Entity	MID	Type	WikipediaURL	AvgSalience	Count
U.S.	/m/09c7w0	LOCATION	https://en.wikipedia.org/wiki/United_States	0.005993	3949669
PRESIDENT OBAMA	/m/02mjmr	PERSON	https://en.wikipedia.org/wiki/Barack_Obama	0.134543	1280875
REPUBLICAN	/m/07wbk	ORGANIZATION	https://en.wikipedia.org/wiki/Republican_Party_(United_States)	0.009171	1239768
DONALD TRUMP	/m/0cqt90	PERSON	https://en.wikipedia.org/wiki/Donald_Trump	0.206801	1045748
DEMOCRATS	/m/0d075m	ORGANIZATION	https://en.wikipedia.org/wiki/Democratic_Party_(United_States)	0.004926	1017736
WHITE HOUSE	/m/081sq	LOCATION	https://en.wikipedia.org/wiki/White_House	0.003894	814832
CONGRESS	/m/07t31	ORGANIZATION	https://en.wikipedia.org/wiki/United_States_Congress	0.009805	506107
HILLARY CLINTON	/m/0d06m5	PERSON	https://en.wikipedia.org/wiki/Hillary_Clinton	0.041871	486391
NEW YORK	/m/02_286	LOCATION	https://en.wikipedia.org/wiki/New_York_City	0.003574	479174
RUSSIA	/m/06bnz	LOCATION	https://en.wikipedia.org/wiki/Russia	0.005853	470465
SENATE	/m/07t58	ORGANIZATION	https://en.wikipedia.org/wiki/United_States_Senate	0.011019	452868
UK	/m/07ssc	LOCATION	https://en.wikipedia.org/wiki/United_Kingdom	0.006587	394611
CNN	/m/0gsgr	ORGANIZATION	https://en.wikipedia.org/wiki/CNN	0.002264	386340
FBI	/m/02_1m	ORGANIZATION	https://en.wikipedia.org/wiki/Federal_Bureau_of_Investigation	0.014512	320678
WASHINGTON	/m/081yw	LOCATION	https://en.wikipedia.org/wiki/Washington_(state)	0.001002	319718

The complete ranked list of 372,776 distinct MIDs is available as a UTF8 CSV file:

Master List of MIDs In GEG-IATV 2009-2019. (10MB).

TECHNICAL DETAILS

Compiling the dataset above took just 10 seconds to process 13.4GB into the final dataset.

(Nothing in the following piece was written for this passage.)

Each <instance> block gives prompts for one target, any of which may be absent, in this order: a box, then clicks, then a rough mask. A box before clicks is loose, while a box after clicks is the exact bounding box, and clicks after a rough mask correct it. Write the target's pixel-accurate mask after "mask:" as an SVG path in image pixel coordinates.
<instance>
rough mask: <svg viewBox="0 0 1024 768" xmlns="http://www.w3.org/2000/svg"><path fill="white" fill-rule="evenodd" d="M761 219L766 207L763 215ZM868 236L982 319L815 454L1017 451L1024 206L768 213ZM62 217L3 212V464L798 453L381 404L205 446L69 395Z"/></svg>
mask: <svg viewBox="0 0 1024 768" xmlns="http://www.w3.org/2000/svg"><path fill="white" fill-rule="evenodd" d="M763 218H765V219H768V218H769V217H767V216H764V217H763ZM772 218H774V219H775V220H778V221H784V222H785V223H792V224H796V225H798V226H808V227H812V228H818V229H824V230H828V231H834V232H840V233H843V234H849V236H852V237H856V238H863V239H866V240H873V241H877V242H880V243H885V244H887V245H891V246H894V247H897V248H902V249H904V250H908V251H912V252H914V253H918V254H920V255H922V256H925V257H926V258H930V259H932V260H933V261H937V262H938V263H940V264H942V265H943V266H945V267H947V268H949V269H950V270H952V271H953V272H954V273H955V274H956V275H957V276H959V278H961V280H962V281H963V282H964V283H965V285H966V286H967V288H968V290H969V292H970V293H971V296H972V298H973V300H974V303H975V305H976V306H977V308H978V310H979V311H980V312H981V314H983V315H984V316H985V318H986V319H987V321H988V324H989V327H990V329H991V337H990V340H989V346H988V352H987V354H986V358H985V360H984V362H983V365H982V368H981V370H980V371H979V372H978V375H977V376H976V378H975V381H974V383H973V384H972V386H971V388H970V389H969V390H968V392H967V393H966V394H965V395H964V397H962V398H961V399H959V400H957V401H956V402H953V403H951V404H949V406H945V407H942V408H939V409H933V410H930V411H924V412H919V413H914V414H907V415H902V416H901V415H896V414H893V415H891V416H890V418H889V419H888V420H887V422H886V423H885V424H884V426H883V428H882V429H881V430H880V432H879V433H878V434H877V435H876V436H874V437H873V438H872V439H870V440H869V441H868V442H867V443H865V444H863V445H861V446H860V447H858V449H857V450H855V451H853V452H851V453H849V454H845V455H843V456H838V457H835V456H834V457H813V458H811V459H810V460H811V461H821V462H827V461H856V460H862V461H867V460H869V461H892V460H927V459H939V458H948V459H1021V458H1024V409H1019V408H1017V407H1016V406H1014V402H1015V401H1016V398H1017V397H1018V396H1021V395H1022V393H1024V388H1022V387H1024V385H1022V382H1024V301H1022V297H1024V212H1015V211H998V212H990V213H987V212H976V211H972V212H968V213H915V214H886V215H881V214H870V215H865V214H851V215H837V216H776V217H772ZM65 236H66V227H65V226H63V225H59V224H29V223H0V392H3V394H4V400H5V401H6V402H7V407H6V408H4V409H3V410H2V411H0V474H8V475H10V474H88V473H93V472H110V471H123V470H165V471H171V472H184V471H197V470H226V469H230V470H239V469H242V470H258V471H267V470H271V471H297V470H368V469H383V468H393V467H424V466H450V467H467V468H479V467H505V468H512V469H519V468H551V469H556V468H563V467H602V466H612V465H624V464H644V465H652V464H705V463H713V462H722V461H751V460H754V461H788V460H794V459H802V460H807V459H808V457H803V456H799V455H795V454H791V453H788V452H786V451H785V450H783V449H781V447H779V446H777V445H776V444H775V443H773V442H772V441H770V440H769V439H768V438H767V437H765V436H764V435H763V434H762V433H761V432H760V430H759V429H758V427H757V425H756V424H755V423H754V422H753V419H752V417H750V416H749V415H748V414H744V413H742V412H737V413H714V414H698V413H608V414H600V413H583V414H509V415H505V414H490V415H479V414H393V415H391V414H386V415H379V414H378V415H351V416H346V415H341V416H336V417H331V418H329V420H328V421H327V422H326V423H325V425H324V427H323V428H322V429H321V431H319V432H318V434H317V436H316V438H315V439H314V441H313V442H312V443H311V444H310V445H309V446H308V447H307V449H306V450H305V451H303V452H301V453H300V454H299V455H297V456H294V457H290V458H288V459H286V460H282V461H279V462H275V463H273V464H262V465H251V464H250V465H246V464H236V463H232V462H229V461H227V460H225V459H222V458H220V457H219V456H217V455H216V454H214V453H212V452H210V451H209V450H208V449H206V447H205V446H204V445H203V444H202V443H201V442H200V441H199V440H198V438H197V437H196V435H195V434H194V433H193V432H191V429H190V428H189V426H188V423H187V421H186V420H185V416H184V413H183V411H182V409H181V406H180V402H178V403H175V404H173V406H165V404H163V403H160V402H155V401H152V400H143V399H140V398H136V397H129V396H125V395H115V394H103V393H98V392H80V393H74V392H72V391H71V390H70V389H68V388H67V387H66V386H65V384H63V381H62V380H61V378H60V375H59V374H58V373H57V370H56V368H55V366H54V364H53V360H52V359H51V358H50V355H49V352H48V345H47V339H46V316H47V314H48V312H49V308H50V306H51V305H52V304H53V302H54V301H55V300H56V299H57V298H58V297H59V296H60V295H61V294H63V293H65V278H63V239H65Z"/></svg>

SELECT APPROX_TOP_COUNT(entities.name, 1)[OFFSET(0)].value entity,
entities.mid mid,
APPROX_TOP_COUNT(entities.type, 1)[OFFSET(0)].value type,
APPROX_TOP_COUNT(entities.wikipediaUrl, 1)[OFFSET(0)].value wikipediaurl,
avg(avgSalience) avgsalience,
count(1) count 
 FROM `gdelt-bq.gdeltv2.geg_iatv`, unnest(entities) entities
where entities.mid is not null
group by entities.mid order by Count desc

Computing the number of distinct entity names can be achieved with:

SELECT count(distinct(entity.name)) FROM `gdelt-bq.gdeltv2.geg_iatv`, unnest(entities) as entity where entity.mid is not null

While the number of distinct MID codes is available through:

SELECT count(distinct(entity.mid)) FROM `gdelt-bq.gdeltv2.geg_iatv`, unnest(entities) as entity where entity.mid is not null

Computing the overall top types is as simple as:

SELECT entity.type, count(1) count FROM `gdelt-bq.gdeltv2.geg_iatv`, unnest(entities) as entity group by type order by count

While computing the top types for those entities with MID codes requires only the addition of a simple filter:

SELECT entity.type, count(1) count FROM `gdelt-bq.gdeltv2.geg_iatv`, unnest(entities) as entity where entity.mid is not null group by type order by count

Once again, BigQuery makes it trivial to explore these vast entity datasets!